Even los van de feitelijke kennis, begint het bouwen van zekerheden al vroeg. Mijn nichtje van vier was onlangs jarig. Ik vroeg haar wat ze voor haar verjaardag wilde hebben. Ze had bij de speelgoedwinkel in het dorp een mand gevuld, en de genodigden van het feest konden langs die winkel om de kado's te kopen die zij van tevoren had uitgezocht. Zo zou ze op haar verjaardag krijgen waarnaar ze verlangde. Omdat ik mijn nichtje alles gun wat ze wil, was ik al ongeveer onderweg naar die winkel tot een vriendin zei: 'Dat moet je niet doen. Je moet haar om leren gaan met verrassingen. Anders raakt ze nu al gewend dat alles gaat zoals zij het heeft bedacht. Zo werkt het leven niet. Ze moet om leren gaan met het onverwachte. Bovendien creëert een cadeau dat jij haar zelf wil geven een vertrouwensband. Zij leert omgaan iets te krijgen wat ze niet per se wilde en ook dat jij geeft wat je te geven hebt.'
Ik dacht aan mijn eigen kindertijd en dat ik mijn beste vriendin altijd een cadeau gaf dat ik zelf zou willen hebben. Ik mocht geen plastic van mijn vader en moeder. Al mijn speelgoed was van hout. Ik gaf de vriendin wat ik zelf graag zou willen hebben: G.I. Joe-poppen, robots en vrachtwagens.
Pas later heb ik begrepen dat die vriendin die cadeaus niets aan vond, maar zag dat ik zo gelukkig werd van het feit dat ik haar kon geven waar ik zelf naar verlangde dat ze er niets van durfde te zeggen. En dat ze het later als liefde is gaan zien. Omdat ik haar gaf wat ik zelf wilde hebben is ze me bovendien beter gaan begrijpen; het bracht haar dichter bij mijn belevingswereld.

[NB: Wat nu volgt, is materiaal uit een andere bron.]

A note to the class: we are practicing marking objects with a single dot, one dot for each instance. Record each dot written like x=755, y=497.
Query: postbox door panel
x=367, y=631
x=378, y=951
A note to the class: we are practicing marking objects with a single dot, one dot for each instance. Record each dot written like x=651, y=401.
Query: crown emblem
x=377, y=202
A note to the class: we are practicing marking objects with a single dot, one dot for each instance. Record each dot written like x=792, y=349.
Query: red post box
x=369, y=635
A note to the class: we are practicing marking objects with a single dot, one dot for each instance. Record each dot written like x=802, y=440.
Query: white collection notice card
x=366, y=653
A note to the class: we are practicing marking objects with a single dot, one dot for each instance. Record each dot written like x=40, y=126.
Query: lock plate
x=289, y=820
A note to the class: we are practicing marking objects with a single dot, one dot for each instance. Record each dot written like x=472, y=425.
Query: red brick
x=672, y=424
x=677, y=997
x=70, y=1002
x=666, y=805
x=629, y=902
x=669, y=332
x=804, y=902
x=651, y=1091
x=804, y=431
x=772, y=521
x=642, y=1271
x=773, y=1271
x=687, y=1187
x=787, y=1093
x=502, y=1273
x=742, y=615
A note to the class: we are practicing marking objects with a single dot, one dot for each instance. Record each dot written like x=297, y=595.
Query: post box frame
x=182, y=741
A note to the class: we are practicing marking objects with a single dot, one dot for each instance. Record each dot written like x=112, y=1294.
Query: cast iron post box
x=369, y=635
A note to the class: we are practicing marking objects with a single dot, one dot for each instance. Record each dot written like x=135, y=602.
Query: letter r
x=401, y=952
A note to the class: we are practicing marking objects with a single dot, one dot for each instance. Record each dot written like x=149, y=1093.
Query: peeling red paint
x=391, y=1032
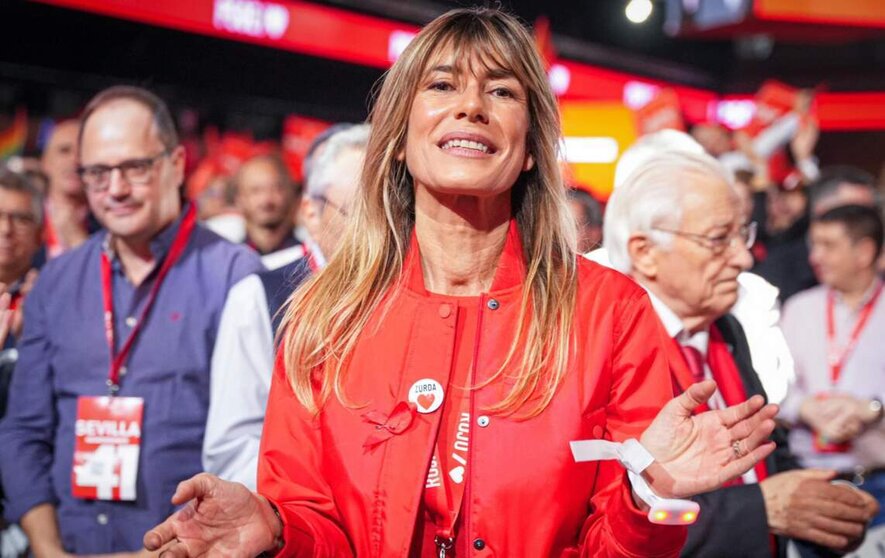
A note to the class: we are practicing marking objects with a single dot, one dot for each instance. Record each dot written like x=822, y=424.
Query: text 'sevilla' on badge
x=426, y=394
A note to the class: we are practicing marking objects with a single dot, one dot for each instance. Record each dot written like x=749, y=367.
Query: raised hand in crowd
x=693, y=454
x=219, y=517
x=838, y=417
x=698, y=453
x=18, y=314
x=804, y=504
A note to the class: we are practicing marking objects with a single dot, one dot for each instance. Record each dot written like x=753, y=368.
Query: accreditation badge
x=108, y=439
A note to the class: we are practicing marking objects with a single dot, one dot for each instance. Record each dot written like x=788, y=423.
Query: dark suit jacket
x=732, y=521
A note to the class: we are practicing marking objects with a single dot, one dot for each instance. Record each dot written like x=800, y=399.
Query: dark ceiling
x=53, y=59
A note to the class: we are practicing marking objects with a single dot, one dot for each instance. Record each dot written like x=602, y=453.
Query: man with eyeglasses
x=242, y=367
x=677, y=228
x=108, y=405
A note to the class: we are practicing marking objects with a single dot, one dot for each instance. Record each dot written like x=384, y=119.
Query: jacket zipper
x=470, y=453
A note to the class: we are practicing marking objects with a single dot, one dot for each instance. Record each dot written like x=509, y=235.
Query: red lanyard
x=838, y=356
x=175, y=251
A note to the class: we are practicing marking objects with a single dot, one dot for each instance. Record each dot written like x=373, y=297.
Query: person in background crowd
x=739, y=151
x=460, y=249
x=217, y=199
x=21, y=221
x=757, y=308
x=267, y=198
x=242, y=365
x=782, y=256
x=68, y=221
x=677, y=228
x=588, y=215
x=131, y=314
x=835, y=331
x=21, y=234
x=842, y=185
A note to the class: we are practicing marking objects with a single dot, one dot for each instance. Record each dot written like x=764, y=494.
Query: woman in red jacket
x=432, y=376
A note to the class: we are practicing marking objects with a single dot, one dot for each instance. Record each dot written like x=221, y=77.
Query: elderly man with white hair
x=676, y=227
x=242, y=364
x=757, y=307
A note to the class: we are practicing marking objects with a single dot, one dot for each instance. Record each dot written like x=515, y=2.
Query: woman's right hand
x=219, y=518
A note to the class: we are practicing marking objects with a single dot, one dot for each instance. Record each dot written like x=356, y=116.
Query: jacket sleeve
x=290, y=476
x=241, y=370
x=731, y=518
x=28, y=430
x=640, y=386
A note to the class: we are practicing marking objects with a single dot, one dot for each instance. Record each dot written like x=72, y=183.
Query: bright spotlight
x=637, y=11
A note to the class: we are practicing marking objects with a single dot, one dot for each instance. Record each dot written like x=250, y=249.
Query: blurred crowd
x=111, y=210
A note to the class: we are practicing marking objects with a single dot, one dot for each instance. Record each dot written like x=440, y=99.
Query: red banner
x=291, y=25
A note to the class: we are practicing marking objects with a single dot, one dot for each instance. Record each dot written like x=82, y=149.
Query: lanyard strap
x=837, y=355
x=175, y=252
x=450, y=494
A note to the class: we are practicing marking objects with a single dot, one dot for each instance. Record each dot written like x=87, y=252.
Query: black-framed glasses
x=718, y=244
x=97, y=178
x=325, y=201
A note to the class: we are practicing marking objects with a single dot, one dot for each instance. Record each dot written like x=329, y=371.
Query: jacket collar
x=509, y=274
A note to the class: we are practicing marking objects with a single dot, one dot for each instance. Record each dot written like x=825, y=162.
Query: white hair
x=650, y=145
x=653, y=196
x=319, y=177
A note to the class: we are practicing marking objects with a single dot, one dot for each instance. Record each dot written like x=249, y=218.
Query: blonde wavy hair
x=324, y=318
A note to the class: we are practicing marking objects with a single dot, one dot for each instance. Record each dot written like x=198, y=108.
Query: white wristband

Dus laatst gaf ik de hoogleraar, de moeder van die vriendin waarbij ik me zo'n idioot voel, een boek van Clarice Lispector. Ze nemen me in dat gezin inmiddels iets serieuzer omdat ik weleens in de krant sta. Ze zei dat ze het zou lezen met haar leesclub die geheel bestaat uit Neerlandici. Belezen mensen. Mensen die dan toch in ieder geval van zichzelf zouden zeggen dat ze het leven wel onder de knie hebben.
Niet veel later ontving ik een mail van haar met een leesrapport. Niemand uit de leesclub had ook maar iets van Clarice Lispector begrepen. Ze hadden haar cijfers gegeven. En die cijfers waren niet best. Aan de toon van de mail te lezen nam die moeder mij het zelfs kwalijk haar met Lispector opgescheept te hebben.
En voor het eerst in mijn leven voelde ik dat ik iets was ontstegen: dat de wereld van de kennis en de feiten en de cijfers een platte begrensde wereld is. En dat ik niets heb om me voor te schamen. Dat mijn niet-weten een veel groter gebied omvat dan ik ooit had gedacht. Of zoals G.H., het hoofdpersonage uit De Passie volgens G.H., met een schok beseft als ze een kakkerlak doodplet tussen de deur: ik ben van dezelfde drabbige stof. En die is even goddelijk of hels als die van een kakkerlak. Als je alle kennis weghaalt is iedereen gelukkig gelijk. En als je dat weet, weet je alles.